The human conscience separates man from the animals, therefore justifications to get past the conscience are not an option. Unless the conscience has been dulled to the point of being depraved it is mandatory to justify behavior; there is no choice, conscience demands it.
Unfortunately, justifications do not have to be strong in order to get by the conscience. The justification can be so weak it is laughable to everyone except the one using it. Healthy thinkers give great care to the reasons for their behavior; flawed thinkers do not. “You hurt me a little, therefore I am justified in hurting you a lot,” is so weak that a healthy thinker would see it as not only being weak, but being pathetic. Flawed thinkers live by the rusty rule: “treat others the way they treat you.”
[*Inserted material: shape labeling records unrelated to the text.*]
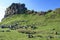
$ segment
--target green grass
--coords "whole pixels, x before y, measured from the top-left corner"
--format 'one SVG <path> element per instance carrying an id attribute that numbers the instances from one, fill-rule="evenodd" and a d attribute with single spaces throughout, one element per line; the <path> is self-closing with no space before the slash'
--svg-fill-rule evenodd
<path id="1" fill-rule="evenodd" d="M 24 21 L 24 22 L 21 22 Z M 48 13 L 46 15 L 34 15 L 34 14 L 15 14 L 11 15 L 7 18 L 4 18 L 0 25 L 12 25 L 18 23 L 19 25 L 32 25 L 34 24 L 37 29 L 36 32 L 40 32 L 36 35 L 42 35 L 43 38 L 35 37 L 35 38 L 28 38 L 27 34 L 18 33 L 17 30 L 11 30 L 11 32 L 0 32 L 0 40 L 47 40 L 46 36 L 51 35 L 54 36 L 54 38 L 49 40 L 60 40 L 60 36 L 56 34 L 50 34 L 52 29 L 55 29 L 55 32 L 60 32 L 60 15 L 56 13 Z M 1 29 L 2 30 L 2 29 Z M 6 29 L 4 29 L 6 30 Z M 32 30 L 31 30 L 32 31 Z"/>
A good example is using the justification that, “it is best for the children,” when divorcing. That is not even close to being true. The loss of a parent is devastating to a child. It is not the children who are being considered, it is the need to justify a behavior. Justifications that are weak are strengthened by thinking errors. Emotional pain carriers can be expected to use both weak justifications and thinking errors.
He or she wanted it, or they came on to me is commonly used by those seeking to justify sexual crimes. The authority figure is always responsible for a child’s behavior. If a child suggested robbing a bank or burning down a school building it is not likely the authority figure would agree to that behavior. But if the authority figure wants to have sex with a child the weakest of justifications will do. How logical is the justification, “I’m just helping him to develop?” Justifications do not have to be strong to work. Accurate thinking and positive motives eliminate weak justifications. Thinking errors along with negative motives breed weak justification for engaging in harmful behaviors. Learning to process emotional pain is a positive effort in the right direction when it comes to sound justifications.
"The justifications I used to rationalize using self-destructive behaviors was unbelievably weak. Looking at it from the prospective of a trained pain processor, it’s difficult to understand how I could have ever become so flawed in my thought process as to allow it even for a moment. I told myself I wasn’t hurting anyone but myself. Nothing could have been further from the truth. After I recovered from the devastation of flawed thinking a good friend of mine in North Georgia told me that when she saw me on the six o’clock news I could not have hurt her more if I had doubled up my fist and hit her square on the nose. Justifications don’t have to be strong to work.
I hurt everyone around me: my wife, my children, my family, friends, neighbors, people I worked for and with; and I didn’t just hurt the church, I persecuted it."